Мало того, дело дошло до Хрущева, который изрек: «Не трогайте его. Он колючий старик».
Владыку, однако, отправили на покой, но вскоре назначили его на Омскую кафедру, а в 1969 году оттуда на кафедру Калужскую. Деятельность архиепископа Ермогена показывает, что при наличии смелости возможно было противостояние власти и в те времена.
В народе же личность архиепископа завоевала всеобщее уважение. По общему мнению, его поведение является образом для будущего Патриарха. Это мнение проникло даже в непосредственное окружение Святейшего. Одна престарелая монахиня, которая прислуживала Патриарху, неоднократно ему говорила: «Ваше Святейшество, будете писать завещание, завещайте избрать после вас Владыку Ермогена». Святейший отмалчивался. И лишь раз сказал: «Отстань от меня со своим Ермогеном». Но Владыку Ермогена любил и уважал. И будь его воля, вероятно, последовал бы совету монахини.
[О других архиереях]:
…Хозяйственные и энергичные, они умели себя поставить в сношениях с официальными властями, с духовенством и с мирянами.

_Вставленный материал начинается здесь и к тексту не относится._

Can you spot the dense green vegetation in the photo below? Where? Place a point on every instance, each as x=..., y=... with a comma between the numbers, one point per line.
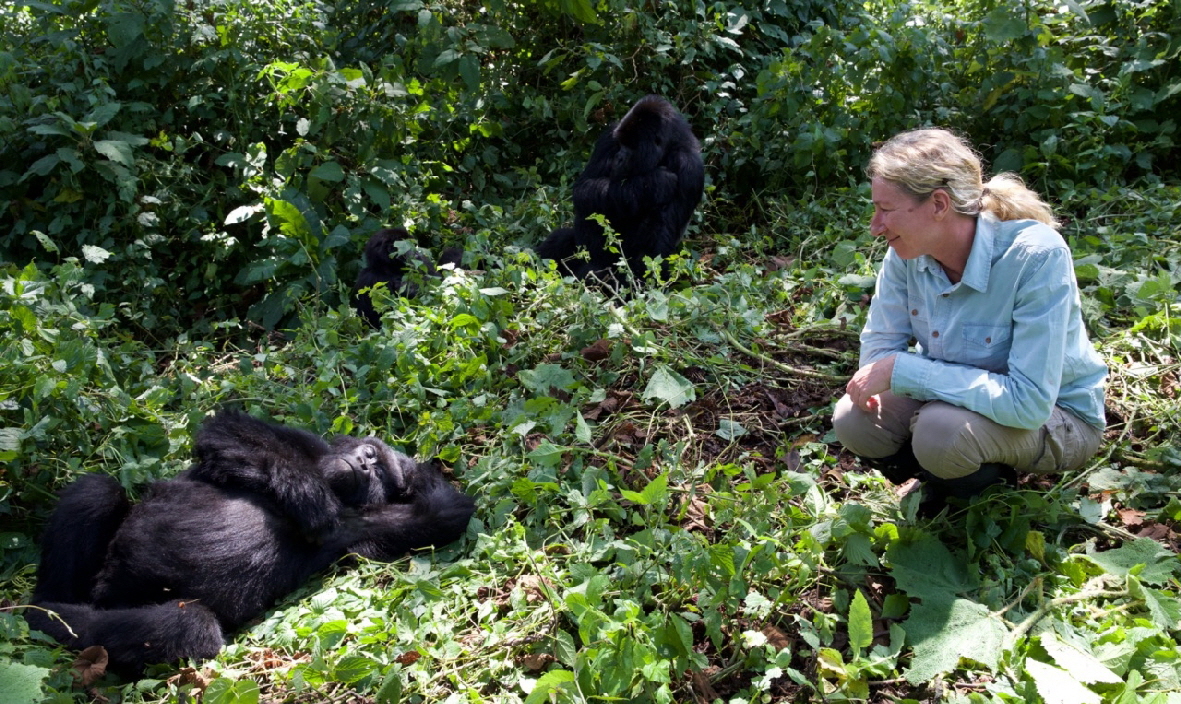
x=184, y=193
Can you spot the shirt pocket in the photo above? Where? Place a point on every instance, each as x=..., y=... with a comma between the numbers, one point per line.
x=986, y=346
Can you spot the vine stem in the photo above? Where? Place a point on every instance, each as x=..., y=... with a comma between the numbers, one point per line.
x=780, y=365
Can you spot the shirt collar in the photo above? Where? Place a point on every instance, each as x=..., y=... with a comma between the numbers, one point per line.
x=979, y=260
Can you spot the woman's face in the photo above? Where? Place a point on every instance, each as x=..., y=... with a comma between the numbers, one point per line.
x=906, y=222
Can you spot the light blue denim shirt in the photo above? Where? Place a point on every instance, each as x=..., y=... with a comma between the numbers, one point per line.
x=1007, y=341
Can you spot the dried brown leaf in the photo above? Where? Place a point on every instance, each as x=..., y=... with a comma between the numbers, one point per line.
x=90, y=666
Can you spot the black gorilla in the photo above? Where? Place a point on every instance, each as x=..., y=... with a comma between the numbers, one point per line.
x=645, y=177
x=384, y=264
x=261, y=509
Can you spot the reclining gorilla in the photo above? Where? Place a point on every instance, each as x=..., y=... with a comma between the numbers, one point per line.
x=261, y=509
x=645, y=176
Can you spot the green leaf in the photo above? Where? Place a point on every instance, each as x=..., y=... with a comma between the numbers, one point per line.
x=1057, y=686
x=227, y=691
x=669, y=386
x=552, y=686
x=654, y=494
x=328, y=171
x=927, y=569
x=547, y=376
x=95, y=254
x=945, y=632
x=1081, y=665
x=581, y=430
x=546, y=454
x=391, y=690
x=116, y=150
x=20, y=684
x=1143, y=556
x=861, y=623
x=730, y=429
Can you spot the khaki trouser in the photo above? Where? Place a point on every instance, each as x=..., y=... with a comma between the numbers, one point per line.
x=951, y=442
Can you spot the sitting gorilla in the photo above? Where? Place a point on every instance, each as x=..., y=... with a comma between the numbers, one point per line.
x=645, y=176
x=261, y=509
x=384, y=264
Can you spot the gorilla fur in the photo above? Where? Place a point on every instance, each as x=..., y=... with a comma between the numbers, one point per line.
x=384, y=264
x=262, y=508
x=645, y=176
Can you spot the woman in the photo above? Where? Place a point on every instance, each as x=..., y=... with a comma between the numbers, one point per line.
x=1002, y=376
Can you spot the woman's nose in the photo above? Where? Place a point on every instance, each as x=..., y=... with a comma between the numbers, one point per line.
x=875, y=226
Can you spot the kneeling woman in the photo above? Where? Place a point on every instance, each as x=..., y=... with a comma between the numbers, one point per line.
x=1002, y=376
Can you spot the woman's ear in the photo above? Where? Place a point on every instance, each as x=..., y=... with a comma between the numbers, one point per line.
x=943, y=203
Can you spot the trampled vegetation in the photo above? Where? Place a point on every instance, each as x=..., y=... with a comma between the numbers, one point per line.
x=664, y=516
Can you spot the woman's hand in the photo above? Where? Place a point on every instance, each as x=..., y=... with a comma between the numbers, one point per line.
x=870, y=380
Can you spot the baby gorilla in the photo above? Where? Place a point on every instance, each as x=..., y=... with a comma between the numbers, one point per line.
x=385, y=265
x=262, y=508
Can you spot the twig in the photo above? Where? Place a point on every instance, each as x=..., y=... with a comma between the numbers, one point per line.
x=780, y=365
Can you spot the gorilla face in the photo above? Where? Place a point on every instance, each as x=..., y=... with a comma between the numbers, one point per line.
x=365, y=471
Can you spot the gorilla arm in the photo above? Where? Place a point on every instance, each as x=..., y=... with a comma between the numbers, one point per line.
x=284, y=464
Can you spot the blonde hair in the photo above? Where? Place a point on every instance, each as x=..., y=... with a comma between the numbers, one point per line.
x=921, y=161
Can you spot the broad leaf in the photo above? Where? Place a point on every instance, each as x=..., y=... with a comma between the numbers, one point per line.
x=943, y=633
x=669, y=386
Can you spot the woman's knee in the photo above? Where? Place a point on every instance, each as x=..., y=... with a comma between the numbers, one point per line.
x=860, y=432
x=944, y=441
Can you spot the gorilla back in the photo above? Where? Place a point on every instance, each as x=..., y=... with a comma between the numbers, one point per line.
x=645, y=176
x=261, y=509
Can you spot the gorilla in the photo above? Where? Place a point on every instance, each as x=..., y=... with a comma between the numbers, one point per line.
x=645, y=176
x=261, y=509
x=385, y=264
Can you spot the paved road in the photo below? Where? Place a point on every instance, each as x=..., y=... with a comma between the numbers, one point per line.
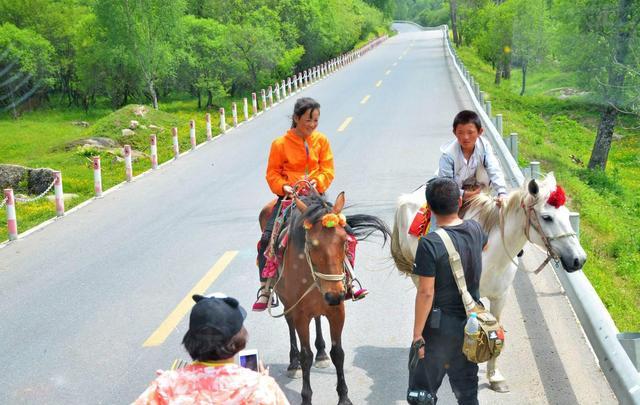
x=81, y=297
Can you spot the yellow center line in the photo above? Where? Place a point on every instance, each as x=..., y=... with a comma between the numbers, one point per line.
x=345, y=124
x=164, y=330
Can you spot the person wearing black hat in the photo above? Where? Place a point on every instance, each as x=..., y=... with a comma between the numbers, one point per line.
x=216, y=333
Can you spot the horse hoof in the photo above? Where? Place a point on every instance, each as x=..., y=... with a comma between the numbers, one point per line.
x=499, y=386
x=322, y=363
x=294, y=373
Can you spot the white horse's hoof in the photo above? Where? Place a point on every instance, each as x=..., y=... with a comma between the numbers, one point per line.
x=294, y=373
x=499, y=386
x=322, y=363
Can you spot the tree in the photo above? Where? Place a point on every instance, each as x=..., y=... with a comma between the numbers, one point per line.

Однако, к сожалению, их отношения с властями отнюдь не ограничивались официальными контактами. Они были (это ни для кого не являлось секретом) в весьма близких отношениях с работниками КГБ, что давало им возможность пренебрежительно относиться к уполномоченным Совета по делам Православной церкви. (Было неизвестно, кто кого должен был опасаться.)
В то же время это делало их весьма одиозными фигурами в глазах русской и иностранной религиозной общественности, хотя факты прямого предательства с их стороны кого-либо известны не были.
Но независимо от личных качеств того или другого архиерея ни в чем существенном положение не менялось. Это объяснялось тем, что даже самые стойкие архиереи действовали исключительно кабинетными методами. Путем заявлений, жалоб, которые дальше официальных канцелярий не шли. Особенно много соответствующих документов подавал архиепископ Ермоген. Сын старого киевского юриста полагал, что можно подействовать на власть имущих юридическими аргументами.